American college basketball season

The 2003–04 Washington State Cougars men's basketball team represented Washington State University for the 2003–04 NCAA Division I men's basketball season. Led by third-year head coach Dick Bennett, the Cougars were members of the Pacific-10 Conference and played their home games on campus at Beasley Coliseum in Pullman, Washington.

The Cougars were 13–15 overall in the regular season and 7–11 in conference play, tied for seventh in the standings.

Seeded eighth in the conference tournament, the Cougars met top seed and second-ranked Stanford in the quarterfinal round and lost by 21 points.

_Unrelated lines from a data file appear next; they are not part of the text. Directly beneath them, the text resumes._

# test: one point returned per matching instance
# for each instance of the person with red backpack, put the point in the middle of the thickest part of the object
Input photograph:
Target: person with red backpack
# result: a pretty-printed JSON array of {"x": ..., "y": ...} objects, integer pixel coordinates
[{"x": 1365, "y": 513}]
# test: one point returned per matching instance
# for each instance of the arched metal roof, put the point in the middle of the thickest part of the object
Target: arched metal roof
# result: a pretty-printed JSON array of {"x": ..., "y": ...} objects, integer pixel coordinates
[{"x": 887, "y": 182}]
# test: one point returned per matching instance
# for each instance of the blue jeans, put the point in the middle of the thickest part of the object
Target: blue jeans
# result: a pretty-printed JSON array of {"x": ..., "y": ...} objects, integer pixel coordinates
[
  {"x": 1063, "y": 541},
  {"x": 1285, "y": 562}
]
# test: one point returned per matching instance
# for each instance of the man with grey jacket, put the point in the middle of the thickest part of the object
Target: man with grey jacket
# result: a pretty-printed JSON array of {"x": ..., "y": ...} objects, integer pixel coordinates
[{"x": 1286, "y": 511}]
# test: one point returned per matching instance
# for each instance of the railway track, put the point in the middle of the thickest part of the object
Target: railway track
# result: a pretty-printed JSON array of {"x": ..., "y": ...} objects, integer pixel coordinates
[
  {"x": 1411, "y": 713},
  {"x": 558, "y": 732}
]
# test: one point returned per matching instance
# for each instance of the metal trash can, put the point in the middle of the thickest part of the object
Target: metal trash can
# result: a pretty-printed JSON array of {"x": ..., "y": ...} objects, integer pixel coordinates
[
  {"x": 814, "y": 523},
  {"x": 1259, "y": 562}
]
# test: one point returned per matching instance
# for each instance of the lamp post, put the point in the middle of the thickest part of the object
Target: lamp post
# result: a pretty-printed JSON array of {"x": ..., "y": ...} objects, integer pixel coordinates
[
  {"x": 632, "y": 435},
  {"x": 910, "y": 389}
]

Bennett was hired in March 2003; he was formerly the head coach at Wisconsin.

==Postseason result==

| Date time, TV | Opponent | Result | Record | Site (attendance) city, state |
Pacific-10 Tournament
| Thu, March 8 12:15 pm, FSN | vs. No. 2 (1) Stanford Quarterfinal | L 47–68 | 13–16 | Staples Center Los Angeles, California |
*Non-conference game. ^{#}Rankings from AP poll. (#) Tournament seedings in parentheses. All times are in Pacific time.